The scene in Knaresborough on October 16 (s).

By Laura Hill at York Crown Court

A man has been found guilty of making bomb hoax calls which led to Knaresborough being shut down by armed police last year.

Knaresborough High Street (s)

Knaresborough High Street (s)

Shamsul Islam, 23, a convicted drug dealer from Leeds said: “I played no part in it,” as he was led away from the dock.

Judge Stephen Ashurst told Islam: “This was an extremely serious series of hoaxes which caused a very considerable degree of distress and risk to other people, not only fear and embarrassment for the men who were suspected to have a part in what was never a bomb plot.”

Prosecution barrister Paul Newcombe claimed Islam was a ‘compulsive liar’, who made fake bomb calls as he had a grudge against staff at

Paragon Pizza in Knaresborough after they unwittingly exposed his brother’s insurance scam to police.

He told the jury: “He has got no problem with lying to police, to him it is just a big joke.”

Islam admitted lying to police when he was stopped in Leeds on October 16 - he claimed to be his brother Habibul Islam and said he lived at Paragon Pizza, where the blue VW Golf he was driving was insured.

When police called the pizza takeaway, they were told that Habibul Islam, 22, did not live at the address - exposing his insurance fraud.

Islam decided to get his revenge on the pizza staff by telling the police they were making a bomb in the hope that they would be picked up by anti-terror officers.

Islam claimed to have been with his girlfriend at the time the hoax calls were made, but his alibi was disproved by phone records.

Mr Newcombe said: “It has just exposed his story as a complete lie as he has had to back track.”

In his defence, Mark Foley said Islam had merely confused the two days of Eid.

The court was played 999 calls and heard the hoax caller say: “I am from this country myself and I am scared.”

The caller added: “They’ve got equipment and everything and today is the day when they are moving it (the bomb) and planting it. They’ve got liquids and it’s going to be getting moved shortly.”
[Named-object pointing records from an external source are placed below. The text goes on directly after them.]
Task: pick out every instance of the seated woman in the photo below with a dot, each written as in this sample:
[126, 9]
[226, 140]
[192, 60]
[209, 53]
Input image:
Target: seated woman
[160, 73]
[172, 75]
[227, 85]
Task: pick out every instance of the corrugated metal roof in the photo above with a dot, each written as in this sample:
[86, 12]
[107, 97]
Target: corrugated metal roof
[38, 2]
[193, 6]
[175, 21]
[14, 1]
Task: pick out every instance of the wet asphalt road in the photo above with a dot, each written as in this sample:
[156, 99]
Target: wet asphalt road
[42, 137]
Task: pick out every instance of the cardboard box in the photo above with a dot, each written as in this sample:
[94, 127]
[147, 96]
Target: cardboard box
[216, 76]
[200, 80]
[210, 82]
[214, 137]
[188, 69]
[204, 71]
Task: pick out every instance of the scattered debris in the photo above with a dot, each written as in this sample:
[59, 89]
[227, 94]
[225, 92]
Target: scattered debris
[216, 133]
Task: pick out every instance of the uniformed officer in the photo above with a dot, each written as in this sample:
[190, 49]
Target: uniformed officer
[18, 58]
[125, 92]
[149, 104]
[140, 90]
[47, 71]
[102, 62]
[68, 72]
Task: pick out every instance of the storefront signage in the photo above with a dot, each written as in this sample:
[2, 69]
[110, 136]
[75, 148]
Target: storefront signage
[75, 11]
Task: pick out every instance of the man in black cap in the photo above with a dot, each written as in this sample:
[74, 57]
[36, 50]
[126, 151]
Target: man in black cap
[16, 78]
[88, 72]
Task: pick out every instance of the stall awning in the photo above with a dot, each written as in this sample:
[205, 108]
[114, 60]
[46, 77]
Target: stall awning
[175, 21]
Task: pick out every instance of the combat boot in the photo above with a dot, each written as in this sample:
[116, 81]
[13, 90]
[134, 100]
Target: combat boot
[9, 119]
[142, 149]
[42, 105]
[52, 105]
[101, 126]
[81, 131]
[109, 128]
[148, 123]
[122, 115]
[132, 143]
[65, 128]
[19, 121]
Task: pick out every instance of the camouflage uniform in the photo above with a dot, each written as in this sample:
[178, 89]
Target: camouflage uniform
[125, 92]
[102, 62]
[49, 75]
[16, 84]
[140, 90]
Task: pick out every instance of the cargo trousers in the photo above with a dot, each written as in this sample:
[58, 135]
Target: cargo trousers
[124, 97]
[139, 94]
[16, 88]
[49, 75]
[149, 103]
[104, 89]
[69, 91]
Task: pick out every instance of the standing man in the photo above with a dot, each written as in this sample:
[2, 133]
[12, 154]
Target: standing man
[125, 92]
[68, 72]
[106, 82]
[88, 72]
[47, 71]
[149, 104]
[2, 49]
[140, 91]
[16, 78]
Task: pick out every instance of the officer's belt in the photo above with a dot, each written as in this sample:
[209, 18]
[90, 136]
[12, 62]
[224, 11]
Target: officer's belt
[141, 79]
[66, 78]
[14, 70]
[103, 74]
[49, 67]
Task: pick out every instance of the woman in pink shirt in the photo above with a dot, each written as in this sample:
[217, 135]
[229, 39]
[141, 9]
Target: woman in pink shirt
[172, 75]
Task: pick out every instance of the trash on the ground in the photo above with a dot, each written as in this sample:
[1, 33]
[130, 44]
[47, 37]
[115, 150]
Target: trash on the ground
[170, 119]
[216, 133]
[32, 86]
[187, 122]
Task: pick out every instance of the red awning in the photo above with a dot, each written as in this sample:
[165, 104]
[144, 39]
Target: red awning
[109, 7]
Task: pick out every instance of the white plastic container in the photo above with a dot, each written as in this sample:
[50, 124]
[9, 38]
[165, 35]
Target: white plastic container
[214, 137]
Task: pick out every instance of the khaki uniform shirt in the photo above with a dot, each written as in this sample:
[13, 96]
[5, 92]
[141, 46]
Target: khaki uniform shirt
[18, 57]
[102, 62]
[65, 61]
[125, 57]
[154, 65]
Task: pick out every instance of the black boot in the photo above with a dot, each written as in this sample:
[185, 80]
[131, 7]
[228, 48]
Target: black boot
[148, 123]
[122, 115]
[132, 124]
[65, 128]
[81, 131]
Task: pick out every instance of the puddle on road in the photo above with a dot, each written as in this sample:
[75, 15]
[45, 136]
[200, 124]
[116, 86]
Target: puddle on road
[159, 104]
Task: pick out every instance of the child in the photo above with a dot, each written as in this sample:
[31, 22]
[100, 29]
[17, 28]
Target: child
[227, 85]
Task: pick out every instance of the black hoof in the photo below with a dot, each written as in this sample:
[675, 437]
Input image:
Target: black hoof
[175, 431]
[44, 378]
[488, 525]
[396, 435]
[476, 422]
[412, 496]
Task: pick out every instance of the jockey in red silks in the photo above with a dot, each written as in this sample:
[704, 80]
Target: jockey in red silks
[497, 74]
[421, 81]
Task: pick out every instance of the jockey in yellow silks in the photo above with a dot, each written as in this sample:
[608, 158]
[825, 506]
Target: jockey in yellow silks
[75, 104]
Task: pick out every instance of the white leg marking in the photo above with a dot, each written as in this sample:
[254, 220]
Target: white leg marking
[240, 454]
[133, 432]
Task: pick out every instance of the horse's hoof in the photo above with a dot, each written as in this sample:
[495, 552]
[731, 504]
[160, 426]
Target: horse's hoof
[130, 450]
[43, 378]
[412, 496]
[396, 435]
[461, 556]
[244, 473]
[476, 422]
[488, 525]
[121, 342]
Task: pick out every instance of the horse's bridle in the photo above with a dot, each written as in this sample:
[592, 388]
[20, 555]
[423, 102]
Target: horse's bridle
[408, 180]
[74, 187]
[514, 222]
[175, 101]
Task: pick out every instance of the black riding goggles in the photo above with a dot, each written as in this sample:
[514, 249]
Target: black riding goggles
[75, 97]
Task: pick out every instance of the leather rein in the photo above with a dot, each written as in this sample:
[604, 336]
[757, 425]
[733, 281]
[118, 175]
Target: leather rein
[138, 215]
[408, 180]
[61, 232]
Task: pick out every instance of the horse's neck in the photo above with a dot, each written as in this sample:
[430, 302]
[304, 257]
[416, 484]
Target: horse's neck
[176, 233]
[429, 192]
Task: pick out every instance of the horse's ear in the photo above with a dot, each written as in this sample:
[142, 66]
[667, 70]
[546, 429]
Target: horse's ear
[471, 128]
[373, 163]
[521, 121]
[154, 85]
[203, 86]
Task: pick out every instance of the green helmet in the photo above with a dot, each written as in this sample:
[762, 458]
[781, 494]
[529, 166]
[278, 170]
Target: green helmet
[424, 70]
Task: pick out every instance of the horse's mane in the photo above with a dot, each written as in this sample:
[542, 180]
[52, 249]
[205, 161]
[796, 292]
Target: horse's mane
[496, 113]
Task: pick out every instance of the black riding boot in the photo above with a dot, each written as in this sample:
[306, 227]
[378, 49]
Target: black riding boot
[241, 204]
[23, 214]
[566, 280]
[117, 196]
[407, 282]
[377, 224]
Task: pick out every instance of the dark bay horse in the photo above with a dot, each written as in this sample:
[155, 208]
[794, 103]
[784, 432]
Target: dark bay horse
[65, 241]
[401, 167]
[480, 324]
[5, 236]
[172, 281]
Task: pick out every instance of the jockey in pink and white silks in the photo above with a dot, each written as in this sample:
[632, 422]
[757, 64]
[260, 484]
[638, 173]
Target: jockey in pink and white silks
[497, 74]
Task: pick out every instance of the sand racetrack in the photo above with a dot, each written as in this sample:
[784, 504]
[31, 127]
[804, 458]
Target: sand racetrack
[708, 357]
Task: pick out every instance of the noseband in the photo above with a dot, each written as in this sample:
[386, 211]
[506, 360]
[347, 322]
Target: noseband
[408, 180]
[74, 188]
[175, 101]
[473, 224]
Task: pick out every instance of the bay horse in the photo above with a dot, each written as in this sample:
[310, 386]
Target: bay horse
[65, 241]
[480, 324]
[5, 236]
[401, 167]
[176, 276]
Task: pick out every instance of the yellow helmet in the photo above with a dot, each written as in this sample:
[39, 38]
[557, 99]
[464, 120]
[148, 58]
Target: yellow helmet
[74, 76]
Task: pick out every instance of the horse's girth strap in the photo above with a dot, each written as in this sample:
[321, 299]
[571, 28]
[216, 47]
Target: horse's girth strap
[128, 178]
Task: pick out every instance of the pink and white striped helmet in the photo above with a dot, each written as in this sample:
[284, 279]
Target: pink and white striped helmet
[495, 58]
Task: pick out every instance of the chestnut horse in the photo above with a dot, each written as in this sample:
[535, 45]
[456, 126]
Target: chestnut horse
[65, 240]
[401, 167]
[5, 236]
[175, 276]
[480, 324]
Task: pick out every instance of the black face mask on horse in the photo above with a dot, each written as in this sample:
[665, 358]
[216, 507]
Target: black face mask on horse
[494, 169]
Islam denied making any of the three calls - two to 999 and one to crime stoppers - on October 16.

He told the court: “I never made them calls. I don’t know anything about those calls.”

Mr Foley said that Islam held no grudge against the pizza shop employees after they told police that Habibul Islam did not live at the address.

Forensic voice expert Dr Christin Kirchhübel had told the court that the hoax caller’s voice was consistent with Islam’s voice, with no differences, but said his voice was only moderately distinctive.

Defending, Foley said distinctive features in the caller’s voice were merely his West Yorkshire Asian accent and said: “But you can’t say that it is him (Islam) as many other people may have the same features in their voice.”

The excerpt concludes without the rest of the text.